娼館の人気No.1はハジメテの夜を夢見てる
あまりの金額に一瞬目眩を覚えつつシャルの腕を強く引っ張るが、彼はそのまま女将との交渉を止めようとはしなくて。


「······もう少し積んでくれれば彼女を買い上げる事も出来るよ?」


買い上げる、の一言に思わず体が跳ねる。

“娼館を卒業して、シャルの····恋人になれるって事·····?”

一瞬で甘い想像が巡るが、シャルは小さく首を左右に振った。
その様子に、一気に体が冷たくなったように感じる。

“そ···うよね、シャルが通ってくれているのは私の魔法が目的なのであって私が目的って訳じゃないもの”

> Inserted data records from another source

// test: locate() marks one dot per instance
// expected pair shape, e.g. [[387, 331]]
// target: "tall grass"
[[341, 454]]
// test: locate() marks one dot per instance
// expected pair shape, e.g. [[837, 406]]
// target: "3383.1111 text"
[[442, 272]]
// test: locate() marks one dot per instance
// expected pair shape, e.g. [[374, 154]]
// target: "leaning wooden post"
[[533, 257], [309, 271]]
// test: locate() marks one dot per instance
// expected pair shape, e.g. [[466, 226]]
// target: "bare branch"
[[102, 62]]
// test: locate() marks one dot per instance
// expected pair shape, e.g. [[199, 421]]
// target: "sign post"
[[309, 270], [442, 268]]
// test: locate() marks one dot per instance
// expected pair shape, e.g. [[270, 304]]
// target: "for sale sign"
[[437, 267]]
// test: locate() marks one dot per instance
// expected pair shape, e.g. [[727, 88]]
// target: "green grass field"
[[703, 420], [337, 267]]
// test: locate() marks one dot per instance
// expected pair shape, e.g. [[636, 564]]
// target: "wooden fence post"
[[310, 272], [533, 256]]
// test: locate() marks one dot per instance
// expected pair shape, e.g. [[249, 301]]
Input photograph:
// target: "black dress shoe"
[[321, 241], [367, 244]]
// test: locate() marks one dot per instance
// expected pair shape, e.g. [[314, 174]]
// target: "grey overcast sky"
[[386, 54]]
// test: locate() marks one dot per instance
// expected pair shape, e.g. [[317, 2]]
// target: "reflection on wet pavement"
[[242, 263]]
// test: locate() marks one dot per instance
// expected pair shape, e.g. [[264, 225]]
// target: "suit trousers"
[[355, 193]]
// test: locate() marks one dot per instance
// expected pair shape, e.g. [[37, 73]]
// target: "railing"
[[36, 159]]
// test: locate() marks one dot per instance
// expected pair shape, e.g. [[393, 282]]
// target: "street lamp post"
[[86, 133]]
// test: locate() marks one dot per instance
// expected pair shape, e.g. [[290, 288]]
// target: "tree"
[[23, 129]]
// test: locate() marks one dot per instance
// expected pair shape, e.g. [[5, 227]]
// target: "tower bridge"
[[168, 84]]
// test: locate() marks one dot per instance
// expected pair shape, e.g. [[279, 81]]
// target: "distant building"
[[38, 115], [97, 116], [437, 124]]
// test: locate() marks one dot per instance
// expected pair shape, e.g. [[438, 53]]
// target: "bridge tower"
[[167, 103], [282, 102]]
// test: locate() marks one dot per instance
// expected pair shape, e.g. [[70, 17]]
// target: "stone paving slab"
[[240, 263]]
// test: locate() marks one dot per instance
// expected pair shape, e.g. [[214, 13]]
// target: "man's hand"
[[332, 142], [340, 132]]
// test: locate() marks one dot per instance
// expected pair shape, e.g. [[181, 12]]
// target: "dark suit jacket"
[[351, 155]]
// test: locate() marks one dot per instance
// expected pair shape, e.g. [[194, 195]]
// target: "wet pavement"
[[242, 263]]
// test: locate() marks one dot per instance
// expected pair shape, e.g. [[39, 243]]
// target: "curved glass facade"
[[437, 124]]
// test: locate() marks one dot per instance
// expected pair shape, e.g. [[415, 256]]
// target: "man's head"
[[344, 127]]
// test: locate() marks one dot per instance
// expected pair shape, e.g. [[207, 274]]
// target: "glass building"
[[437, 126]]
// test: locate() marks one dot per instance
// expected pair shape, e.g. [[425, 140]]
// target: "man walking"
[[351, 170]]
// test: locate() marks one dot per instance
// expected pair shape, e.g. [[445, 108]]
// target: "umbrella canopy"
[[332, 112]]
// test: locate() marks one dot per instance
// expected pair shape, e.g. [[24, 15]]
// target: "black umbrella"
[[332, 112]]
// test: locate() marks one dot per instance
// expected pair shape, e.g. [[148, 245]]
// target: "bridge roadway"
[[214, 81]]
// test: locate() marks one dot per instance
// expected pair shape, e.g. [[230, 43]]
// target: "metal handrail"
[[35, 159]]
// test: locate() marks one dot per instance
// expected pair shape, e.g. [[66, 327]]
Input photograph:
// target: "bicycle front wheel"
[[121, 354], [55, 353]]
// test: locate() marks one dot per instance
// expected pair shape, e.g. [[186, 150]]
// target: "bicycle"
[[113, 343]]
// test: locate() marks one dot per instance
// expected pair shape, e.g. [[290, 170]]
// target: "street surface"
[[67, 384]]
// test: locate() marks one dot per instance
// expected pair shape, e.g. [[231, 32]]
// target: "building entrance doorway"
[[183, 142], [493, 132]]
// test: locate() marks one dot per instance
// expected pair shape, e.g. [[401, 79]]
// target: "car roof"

「そうかい?てっきりリリスに惚れてるもんだと思ったんだけどねぇ」

目の前にいるはずの女将の声が何故か遠くで聞こえる気がした。
掴んだシャルの腕をそっと離し、俯く。

しかしシャルは、離した手をもう一度しっかり握り直して。


「俺が向かうのは戦地だ。簡単にやられるつもりはないが、帰ってこれる保証が絶対あるという訳でもない。リリスを、一人でずっと待たせるとかはしたくないんだ。ここは彼女の家だろう?」


それは私の為の言葉だと感じた。